Text: “Macbeth!”

Context: The informant is from Las Vegas, NV and learned about the legend of Macbeth (and how you are NOT supposed to say Macbeth in a theater) when she played the titular character “Macbeth” in her 5th grade production (Alexander Dawson Elementary School). She was told by her teacher as a warning. She states “It is bad luck to say Macbeth in a theater and your show will be cursed with bad luck if you do. I don’t know the reason why, but I know that you aren’t supposed to say it.” She believes that “Macbeth is such a powerful character and so people associate it with his power” and that’s why they don’t say it in theaters.

Analysis: In the past, different productions of Macbeth have been “cursed” — There have been several accounts of real violence and death occurring during various productions of the Scottish Play. Most commonly known is a production where a real dagger was brought on stage and used to kill an actor, on stage, in front of a real audience.
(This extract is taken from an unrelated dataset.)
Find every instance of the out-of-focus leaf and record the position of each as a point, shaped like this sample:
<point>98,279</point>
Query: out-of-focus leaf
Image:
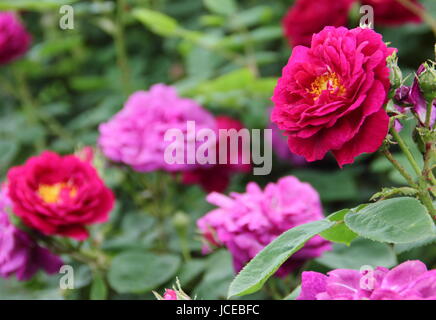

Since then, it is considered “bad luck” to say Macbeth in a theater when you are not performing the show itself. And, as actors tend to be very superstitious, avoiding the name “Macbeth” is a common practice in theaters still. If someone does accidentally say it, they are supposed to go outside the theater, spin in a circle three times, and say a foul word to “undo” the curse. I believe that this is also used as a way for performers to justify having a “good” or “bad” performance—they can place the blame on something other than their own abilities.